Pope Francis met Monday with Cardinal Philippe Barbarin, France’s highest-ranking Catholic official, who was expected to tender his resignation after receiving a six-month suspended jail sentence for failing to report sex abuse by a priest under his authority.

The Vatican confirmed the meeting took place within the city state but did not provide any details.

Barbarin, 68, is the most senior French cleric caught up in the global paedophilia scandal that has rocked the Catholic Church. He said after his March 7 conviction that he would travel to Rome to tender his resignation.

If accepted, Barbarin would become “bishop emeritus” of the southeastern French city of Lyon but remain cardinal, meaning he could still vote on a new pope.

The Argentine pontiff could take several weeks to decide whether to accept the resignation.

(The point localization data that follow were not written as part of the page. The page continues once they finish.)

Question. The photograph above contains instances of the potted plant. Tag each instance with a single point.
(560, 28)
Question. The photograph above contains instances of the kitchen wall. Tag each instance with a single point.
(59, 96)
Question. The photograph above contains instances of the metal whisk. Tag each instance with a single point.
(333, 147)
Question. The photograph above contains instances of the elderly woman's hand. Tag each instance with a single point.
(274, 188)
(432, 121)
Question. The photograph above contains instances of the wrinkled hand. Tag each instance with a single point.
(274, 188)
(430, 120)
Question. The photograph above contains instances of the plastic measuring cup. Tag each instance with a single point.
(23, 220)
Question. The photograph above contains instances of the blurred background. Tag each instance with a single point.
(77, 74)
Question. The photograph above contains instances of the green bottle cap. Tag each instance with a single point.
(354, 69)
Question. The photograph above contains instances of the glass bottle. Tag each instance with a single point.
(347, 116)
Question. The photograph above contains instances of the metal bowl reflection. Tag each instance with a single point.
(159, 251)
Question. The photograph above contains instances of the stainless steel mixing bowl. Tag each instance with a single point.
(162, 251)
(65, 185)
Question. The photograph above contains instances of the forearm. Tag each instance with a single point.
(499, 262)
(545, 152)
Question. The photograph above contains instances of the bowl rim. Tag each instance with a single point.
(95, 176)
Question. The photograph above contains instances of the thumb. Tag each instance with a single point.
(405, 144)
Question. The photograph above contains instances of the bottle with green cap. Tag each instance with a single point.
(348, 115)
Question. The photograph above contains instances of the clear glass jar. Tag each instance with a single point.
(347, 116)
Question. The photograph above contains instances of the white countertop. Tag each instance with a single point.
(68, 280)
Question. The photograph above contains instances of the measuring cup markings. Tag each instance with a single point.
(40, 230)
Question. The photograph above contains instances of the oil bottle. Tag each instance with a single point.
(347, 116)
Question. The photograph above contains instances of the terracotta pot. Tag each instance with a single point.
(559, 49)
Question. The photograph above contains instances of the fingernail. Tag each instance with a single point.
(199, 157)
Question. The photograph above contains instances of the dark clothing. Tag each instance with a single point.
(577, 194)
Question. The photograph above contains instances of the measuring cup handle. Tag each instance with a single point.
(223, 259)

The pope has previously defended the cardinal, saying in 2016 that his resignation before a trial would be “an error, imprudent“.

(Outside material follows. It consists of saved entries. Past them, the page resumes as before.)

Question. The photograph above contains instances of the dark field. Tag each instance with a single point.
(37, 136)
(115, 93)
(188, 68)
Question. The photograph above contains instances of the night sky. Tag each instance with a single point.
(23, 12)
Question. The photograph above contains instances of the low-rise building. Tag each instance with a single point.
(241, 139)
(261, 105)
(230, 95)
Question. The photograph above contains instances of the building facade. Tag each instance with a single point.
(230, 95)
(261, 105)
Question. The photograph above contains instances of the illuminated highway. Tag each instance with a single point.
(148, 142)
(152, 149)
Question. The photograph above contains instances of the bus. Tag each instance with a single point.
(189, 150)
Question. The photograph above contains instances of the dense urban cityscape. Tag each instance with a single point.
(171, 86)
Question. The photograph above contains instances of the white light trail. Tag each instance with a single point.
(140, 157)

But Francis said in February that “no abuse must ever be covered up, as has happened in the past”, or be under-estimated.

A court in Lyon found Barbarin guilty of failing to report allegations that a priest, Bernard Preynat, had abused boy scouts in the Lyon area in the 1980s and 1990s.

The priest, who was charged in 2016, is expected to be tried this year.

Barbarin’s lawyer immediately announced plans to fight the landmark ruling, which was hailed by abuse victims as ushering in a new period of accountability in the French Church. It remains to be seen however if the pope will accept his resignation ahead of the appeal ruling.

Slew of abuse scandals

His trial comes as Francis battles to restore faith in the Church following a slew of abuse scandals that have spanned the globe, from Australia to Chile and the United States.

Less than a week after Barbarin’s conviction the Vatican’s former number three, Australian Cardinal George Pell, was sentenced to six years in prison by a Melbourne court for the “brazen” sexual abuse of two choirboys.

Barbarin, an arch-conservative who took over as archbishop in Lyon in 2002, was an outspoken opponent of gay marriage.

He had long been accused by victims’ groups in Lyon of turning a blind eye to child abuse in his diocese, which blighted dozens of lives.

“I cannot see what I am guilty of,” Barbarin told the court at the start of the trial in January. “I never tried to hide, let alone cover up, these horrible facts.” But the court found otherwise, saying the archbishop, “in all conscience”, chose not to tell authorities of the abuse allegations “in order to preserve the institution to which he belongs“.

Two other senior French religious figures have been convicted of failing to report child abuse in the past: Pierre Rican, the archbishop of Bayeux-Lisieux, in 2001, and the former bishop of Orleans, Andre Fort, last year.